Thankyou and everyone anyway that responded to me without making me feel like I have to explain and justify everything that I'm going through. Truly this Is such a different experience for me. At home I have to have a detailed emotional or scientific explanation ready for anything they could possibly throw me about being trans. If I don't have a good enough explanation, or struggle to find the right words then what I say isn't taken seriously or its scoffed at. The people that truly care, and the people that listen, they hear what I say and are willing to believe how I say I feel at face value. That means a lot to me, so thankyou for that!!!
Hi!! I am using an alias account to write this, to avoid my main from being stigmatized on here. (Some of you might know who I am) I'm not worried about the people specifically in this thread being mean, as I know you guys are very understanding and excepting of different people. I'm mostly just worried about other members on this forum and my reputation being ruined.
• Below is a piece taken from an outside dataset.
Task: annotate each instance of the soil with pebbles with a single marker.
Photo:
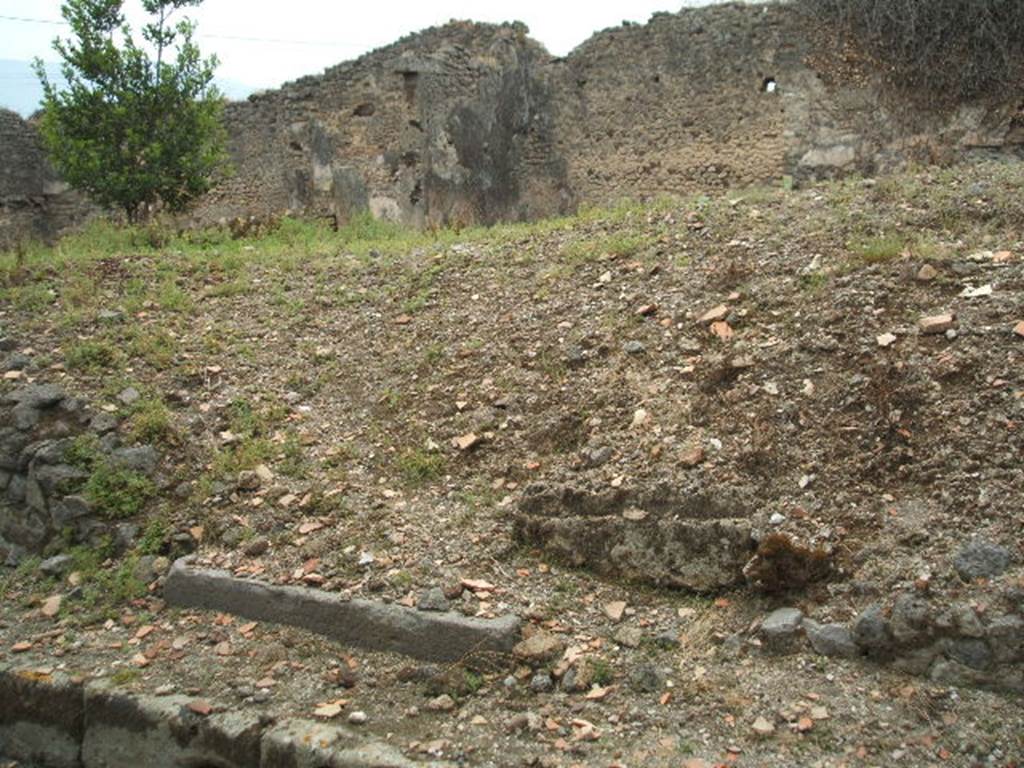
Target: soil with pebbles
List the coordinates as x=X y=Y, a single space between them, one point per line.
x=579 y=353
I hope this doesn't come off as selfish.
But anyway, Does anyone have any tips or tricks for coping or helping to lessen the feelings of gender dysphoria in anyway? I have always delt with gender dysphoria from as far back as I can remember being alive. In recent years though as I age and mature the dysphoria feelings have just been getting worse. Its been especially hard lately, almost unbearable at times having to watch my body develop in ways that are against my gender identity, changes that are opposite to the gender I internally see myself as. I don't know if that makes any sense. It all makes the dysphoria so much worse. I worry about having to live the rest of my life with every permanent change that my body does. I wish I could stop it now, before the damage gets worse. I already wish I could have done something earlier. (I know, explaining gender dysphoria is very tricky) But anyway I can't take any steps towards transitioning now, not until I save up more money and become more independent. So I guess I just wondered how you guys cope with dysphoria before you can take steps to transition? (if your trans of course) And how do you live with yourself being in a body that's changing against your gender identity?
Pleas excuse me if I sound very ignorant on describing this. I was raised in a very conservative anti lgbtq+ house hold, and I'm not very use to talking about this subject with people.
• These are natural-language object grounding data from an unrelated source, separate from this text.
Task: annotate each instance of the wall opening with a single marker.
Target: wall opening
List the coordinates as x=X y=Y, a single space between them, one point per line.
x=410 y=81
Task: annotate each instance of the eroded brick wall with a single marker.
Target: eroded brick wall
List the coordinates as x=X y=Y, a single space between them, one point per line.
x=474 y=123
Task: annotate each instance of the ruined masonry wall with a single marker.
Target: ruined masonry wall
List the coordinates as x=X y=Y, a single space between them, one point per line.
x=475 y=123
So I guess I just felt more connected to fellow chicken keepers and that's why I asked on here. So I don't know if this is going to be removed or not. I hope its ok, but if it isn't, I didn't mean to post in the wrong place.
Exercise and losing weight can help. No, it is not easy.Just found out I'm at a high risk of getting diabetes.
For almost a year I've been slowly cutting foods with sugar out of my diet but apparently I have to do more than that.